Qui appelait à ce que « tout au long de leur vie, au-delà de la maternité, les femmes aient accès à une gamme de services fournis par des prestataires de soins de santé qui écoutent leurs préoccupations et répondent à leurs besoins, afin qu’elles puissent non seulement survivre à l’accouchement, mais aussi jouir d’une bonne santé et d’une bonne qualité de vie ».
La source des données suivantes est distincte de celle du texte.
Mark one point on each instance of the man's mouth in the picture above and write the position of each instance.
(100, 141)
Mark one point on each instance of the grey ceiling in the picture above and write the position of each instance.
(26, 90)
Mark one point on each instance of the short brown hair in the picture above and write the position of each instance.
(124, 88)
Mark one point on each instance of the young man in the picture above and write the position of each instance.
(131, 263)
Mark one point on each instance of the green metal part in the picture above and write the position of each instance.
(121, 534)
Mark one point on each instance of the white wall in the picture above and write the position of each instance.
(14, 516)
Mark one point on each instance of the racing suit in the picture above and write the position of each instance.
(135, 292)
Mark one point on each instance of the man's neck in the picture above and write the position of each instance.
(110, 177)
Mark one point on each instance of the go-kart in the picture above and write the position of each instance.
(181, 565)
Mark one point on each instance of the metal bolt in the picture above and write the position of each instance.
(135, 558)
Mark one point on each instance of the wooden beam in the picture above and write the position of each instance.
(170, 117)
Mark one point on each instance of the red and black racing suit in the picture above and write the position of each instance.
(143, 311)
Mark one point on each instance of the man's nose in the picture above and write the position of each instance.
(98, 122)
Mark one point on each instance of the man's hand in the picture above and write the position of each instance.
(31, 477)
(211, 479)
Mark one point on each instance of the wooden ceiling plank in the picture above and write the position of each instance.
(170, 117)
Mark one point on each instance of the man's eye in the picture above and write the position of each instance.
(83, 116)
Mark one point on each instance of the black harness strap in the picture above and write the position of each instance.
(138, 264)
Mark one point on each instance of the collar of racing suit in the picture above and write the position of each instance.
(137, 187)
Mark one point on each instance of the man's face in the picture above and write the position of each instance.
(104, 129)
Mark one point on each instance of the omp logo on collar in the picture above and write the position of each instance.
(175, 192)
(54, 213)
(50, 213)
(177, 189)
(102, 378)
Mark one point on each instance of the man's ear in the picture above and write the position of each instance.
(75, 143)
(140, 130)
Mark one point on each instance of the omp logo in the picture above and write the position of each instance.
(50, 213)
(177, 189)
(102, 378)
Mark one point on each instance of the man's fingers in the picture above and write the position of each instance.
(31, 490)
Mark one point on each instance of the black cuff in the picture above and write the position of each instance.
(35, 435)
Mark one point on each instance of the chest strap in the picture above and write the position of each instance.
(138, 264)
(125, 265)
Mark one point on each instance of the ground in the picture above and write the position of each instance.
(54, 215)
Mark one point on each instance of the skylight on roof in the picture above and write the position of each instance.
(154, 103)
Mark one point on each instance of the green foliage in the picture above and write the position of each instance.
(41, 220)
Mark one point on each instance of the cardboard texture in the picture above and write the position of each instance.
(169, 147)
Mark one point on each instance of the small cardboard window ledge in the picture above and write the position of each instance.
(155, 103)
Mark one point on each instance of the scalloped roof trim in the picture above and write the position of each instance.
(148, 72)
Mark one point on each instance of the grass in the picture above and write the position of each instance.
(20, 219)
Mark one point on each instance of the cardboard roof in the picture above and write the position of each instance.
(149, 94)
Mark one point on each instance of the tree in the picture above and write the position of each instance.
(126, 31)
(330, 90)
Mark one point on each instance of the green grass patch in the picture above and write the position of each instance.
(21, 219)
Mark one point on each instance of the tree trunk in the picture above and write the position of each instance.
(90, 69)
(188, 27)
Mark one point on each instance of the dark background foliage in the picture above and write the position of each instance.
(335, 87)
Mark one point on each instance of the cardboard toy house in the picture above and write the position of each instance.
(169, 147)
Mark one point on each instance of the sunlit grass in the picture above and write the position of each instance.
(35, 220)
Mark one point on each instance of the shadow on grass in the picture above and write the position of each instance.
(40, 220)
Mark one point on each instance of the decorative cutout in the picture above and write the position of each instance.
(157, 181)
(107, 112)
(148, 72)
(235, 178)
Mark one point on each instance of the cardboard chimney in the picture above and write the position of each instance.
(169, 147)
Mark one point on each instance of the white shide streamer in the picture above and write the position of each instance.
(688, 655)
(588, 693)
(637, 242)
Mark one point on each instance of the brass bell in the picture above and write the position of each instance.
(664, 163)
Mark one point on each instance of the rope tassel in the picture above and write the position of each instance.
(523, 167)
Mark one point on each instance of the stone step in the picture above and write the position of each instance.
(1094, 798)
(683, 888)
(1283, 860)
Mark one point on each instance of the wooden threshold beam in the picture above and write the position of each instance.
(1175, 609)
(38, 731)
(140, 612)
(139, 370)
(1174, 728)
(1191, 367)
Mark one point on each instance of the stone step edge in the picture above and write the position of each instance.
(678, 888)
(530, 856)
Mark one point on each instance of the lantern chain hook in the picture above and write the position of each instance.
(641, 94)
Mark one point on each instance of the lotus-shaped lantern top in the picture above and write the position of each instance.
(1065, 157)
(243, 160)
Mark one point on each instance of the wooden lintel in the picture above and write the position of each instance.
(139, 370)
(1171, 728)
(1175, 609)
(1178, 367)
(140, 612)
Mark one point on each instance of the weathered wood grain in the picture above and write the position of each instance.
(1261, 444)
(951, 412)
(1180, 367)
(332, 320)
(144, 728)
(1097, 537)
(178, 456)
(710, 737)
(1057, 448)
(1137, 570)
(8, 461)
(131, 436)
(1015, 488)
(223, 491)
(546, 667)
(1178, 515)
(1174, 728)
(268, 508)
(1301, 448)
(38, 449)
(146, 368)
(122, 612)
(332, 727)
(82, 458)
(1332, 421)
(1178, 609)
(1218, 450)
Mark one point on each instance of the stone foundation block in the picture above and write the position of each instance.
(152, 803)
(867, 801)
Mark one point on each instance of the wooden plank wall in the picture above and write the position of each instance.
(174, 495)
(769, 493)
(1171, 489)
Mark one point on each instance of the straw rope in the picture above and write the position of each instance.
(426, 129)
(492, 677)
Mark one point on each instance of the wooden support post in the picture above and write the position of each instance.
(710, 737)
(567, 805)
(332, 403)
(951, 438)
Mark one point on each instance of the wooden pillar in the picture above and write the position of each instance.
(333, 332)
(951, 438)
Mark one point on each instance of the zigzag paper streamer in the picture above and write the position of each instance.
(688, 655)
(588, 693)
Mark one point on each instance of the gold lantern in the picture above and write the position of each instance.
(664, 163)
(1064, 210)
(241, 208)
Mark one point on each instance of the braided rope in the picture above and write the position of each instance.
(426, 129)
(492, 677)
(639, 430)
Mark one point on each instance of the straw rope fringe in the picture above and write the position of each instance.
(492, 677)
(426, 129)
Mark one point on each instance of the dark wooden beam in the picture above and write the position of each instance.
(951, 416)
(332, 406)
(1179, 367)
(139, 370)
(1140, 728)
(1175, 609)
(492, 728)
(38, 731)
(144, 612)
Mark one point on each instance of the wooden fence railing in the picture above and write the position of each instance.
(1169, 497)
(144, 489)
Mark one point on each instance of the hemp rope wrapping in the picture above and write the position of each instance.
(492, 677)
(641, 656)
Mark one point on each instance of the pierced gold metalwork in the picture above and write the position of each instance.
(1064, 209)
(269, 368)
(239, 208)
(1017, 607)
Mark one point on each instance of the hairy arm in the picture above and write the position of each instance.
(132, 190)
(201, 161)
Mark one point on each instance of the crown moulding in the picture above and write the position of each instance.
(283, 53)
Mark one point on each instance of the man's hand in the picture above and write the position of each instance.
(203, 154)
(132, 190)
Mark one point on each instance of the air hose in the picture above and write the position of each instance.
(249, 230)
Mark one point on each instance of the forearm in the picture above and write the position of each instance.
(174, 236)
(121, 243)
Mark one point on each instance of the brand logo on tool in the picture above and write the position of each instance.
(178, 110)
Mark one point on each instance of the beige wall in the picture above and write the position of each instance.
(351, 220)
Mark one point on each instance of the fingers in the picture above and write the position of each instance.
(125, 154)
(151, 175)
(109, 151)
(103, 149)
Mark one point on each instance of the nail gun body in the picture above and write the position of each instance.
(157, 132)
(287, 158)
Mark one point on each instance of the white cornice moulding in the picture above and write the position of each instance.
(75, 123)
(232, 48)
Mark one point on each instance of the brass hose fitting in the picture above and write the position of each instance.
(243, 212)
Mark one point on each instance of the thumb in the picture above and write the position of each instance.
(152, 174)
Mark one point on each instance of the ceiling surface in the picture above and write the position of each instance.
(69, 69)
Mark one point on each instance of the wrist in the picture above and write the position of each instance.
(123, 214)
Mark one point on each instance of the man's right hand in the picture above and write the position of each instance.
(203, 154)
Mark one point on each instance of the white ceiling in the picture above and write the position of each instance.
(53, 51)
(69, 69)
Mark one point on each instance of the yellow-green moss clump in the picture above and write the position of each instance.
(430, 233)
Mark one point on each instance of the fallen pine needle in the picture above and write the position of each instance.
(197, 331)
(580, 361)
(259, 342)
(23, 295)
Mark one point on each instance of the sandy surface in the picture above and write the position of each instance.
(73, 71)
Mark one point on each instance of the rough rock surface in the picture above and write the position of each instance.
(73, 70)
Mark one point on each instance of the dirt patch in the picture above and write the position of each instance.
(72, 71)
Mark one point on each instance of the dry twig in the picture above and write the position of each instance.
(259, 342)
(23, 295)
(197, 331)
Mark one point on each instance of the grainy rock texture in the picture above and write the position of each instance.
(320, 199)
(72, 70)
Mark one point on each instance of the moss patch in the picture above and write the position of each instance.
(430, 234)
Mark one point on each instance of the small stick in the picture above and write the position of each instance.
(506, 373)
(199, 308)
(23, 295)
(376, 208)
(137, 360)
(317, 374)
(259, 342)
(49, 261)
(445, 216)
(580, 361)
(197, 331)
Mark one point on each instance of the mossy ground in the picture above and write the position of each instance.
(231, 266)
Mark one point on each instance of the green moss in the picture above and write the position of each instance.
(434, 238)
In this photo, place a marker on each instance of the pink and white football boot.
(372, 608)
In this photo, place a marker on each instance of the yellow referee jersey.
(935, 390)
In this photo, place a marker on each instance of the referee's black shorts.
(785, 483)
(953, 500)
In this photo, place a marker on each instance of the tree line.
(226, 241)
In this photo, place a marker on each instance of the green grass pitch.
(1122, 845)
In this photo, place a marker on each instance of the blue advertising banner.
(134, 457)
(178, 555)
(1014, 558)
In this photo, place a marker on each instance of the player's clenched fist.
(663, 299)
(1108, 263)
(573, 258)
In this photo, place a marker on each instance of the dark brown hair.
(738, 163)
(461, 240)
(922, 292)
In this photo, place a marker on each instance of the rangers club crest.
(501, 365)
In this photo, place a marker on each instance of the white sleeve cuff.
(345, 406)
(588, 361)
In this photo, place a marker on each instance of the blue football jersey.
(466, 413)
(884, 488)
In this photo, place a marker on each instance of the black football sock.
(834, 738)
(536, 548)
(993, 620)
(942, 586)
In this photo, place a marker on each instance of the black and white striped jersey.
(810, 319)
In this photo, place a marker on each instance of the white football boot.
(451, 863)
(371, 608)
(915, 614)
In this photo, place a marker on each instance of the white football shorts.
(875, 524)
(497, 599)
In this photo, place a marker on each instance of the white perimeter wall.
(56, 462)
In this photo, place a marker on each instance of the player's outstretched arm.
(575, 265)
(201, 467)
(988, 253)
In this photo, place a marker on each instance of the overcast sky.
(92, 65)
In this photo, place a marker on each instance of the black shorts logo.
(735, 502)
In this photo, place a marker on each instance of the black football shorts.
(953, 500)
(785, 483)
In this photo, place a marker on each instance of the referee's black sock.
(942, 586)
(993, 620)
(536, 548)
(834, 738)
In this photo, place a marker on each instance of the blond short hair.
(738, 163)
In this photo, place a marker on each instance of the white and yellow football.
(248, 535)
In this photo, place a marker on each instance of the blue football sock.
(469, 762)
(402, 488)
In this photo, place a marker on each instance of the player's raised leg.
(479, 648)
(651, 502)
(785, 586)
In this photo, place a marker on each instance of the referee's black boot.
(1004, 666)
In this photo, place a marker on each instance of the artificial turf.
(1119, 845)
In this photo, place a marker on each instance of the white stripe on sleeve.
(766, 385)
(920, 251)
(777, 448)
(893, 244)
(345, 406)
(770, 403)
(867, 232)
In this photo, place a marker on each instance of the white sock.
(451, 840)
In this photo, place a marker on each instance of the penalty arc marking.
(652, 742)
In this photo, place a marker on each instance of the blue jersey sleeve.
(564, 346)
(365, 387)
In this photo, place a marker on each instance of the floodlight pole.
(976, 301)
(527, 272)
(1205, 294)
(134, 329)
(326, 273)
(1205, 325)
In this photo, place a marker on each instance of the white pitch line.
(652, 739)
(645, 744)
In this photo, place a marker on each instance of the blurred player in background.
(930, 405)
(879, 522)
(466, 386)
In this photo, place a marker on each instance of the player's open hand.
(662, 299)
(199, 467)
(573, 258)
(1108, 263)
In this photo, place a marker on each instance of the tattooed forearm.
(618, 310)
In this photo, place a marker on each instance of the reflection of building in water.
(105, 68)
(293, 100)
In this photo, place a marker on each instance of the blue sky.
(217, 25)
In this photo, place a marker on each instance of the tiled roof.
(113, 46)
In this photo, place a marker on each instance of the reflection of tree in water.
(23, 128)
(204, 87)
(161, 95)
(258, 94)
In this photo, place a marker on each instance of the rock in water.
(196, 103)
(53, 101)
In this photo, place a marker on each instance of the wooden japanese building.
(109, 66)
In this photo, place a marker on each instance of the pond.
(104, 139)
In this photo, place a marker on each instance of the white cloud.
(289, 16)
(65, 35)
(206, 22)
Laquelle passe, donc, par un dialogue continu, qu’il est important de diriger vers les bonnes personnes, c’est-à-dire des professionnels de la santé aptes à réagir de manière adéquate, plutôt que de le déverser dans le vortex souvent fort peu bienveillant des réseaux sociaux.

Surtout quand il s’agit des effets parfois extrêmement dangereux de la période post-partum sur la santé mentale des mères.

Comparaison n’est pas raison

Dépression, psychose… Certaines des pathologies qui y sont associées sont à prendre très au sérieux. Et même quand « ça va », le chamboulement hormonal qui déferle sur les mères durant les premières semaines de la vie de leur(s) enfant(s) a de quoi sacrément impacter les émotions et l’humeur.

De quoi expliquer pourquoi le débat sous une vidéo finalement tout ce qu’il y a de plus anodine est rapidement devenu si houleux?

« J’ai décidé que le post-partum ne prendrait pas le dessus sur ma santé mentale, et prendre soin de moi tous les jours fait partie des choses qui me raccrochent à un semblent de vie normale » confie encore Claire Marnette Allegretti. « Beaucoup de post-partums sont difficiles, et heureusement que la parole s’est ouverte à ce propos. Mais je pense qu’il est nécessaire de ne pas oublier de parler du positif, de quand ça va » renchérit une de ses abonnées.

Dans un podcast consacré à la question, la psychologue new-yorkaise Sarah Bren rappelle que « le post-partum d’aujourd’hui n’a plus rien en commun avec celui des générations précédentes. Longtemps resté tabou, ce sujet est désormais discuté librement, ce qui est extrêmement important parce que c’est en en parlant qu’on peut créer le réseau de soutien dont ont besoin les jeunes parents ». Même si, ainsi qu’elle le souligne, ce dialogue, parfois très franc, peut également être une source d’anxiété anticipative, surtout chez les femmes enceintes.

Et de mettre en garde contre les réseaux sociaux et leur « épée à double tranchant. Cela peut être formidable d’avoir à portée de main toutes les ressources qu’on y trouve. Et puis on tombe dans le piège de la comparaison et on se dit ‘je suis en pyjama avec les cheveux gras en pompon sur la tête depuis trois jours, et cette autre jeune maman a une maison parfaitement décorée, et j’ai l’impression d’échouer' ».

S’il n’y a qu’une chose à retenir de la mini-polémique suscitée par la vidéo d’une jeune maman influenceuse, c’est peut-être ça. Comparaison n’est vraiment pas raison, surtout en période de post-partum, quand il y a autant de réalités que de mères, que de bébés, et même, que d’heures dans une journée.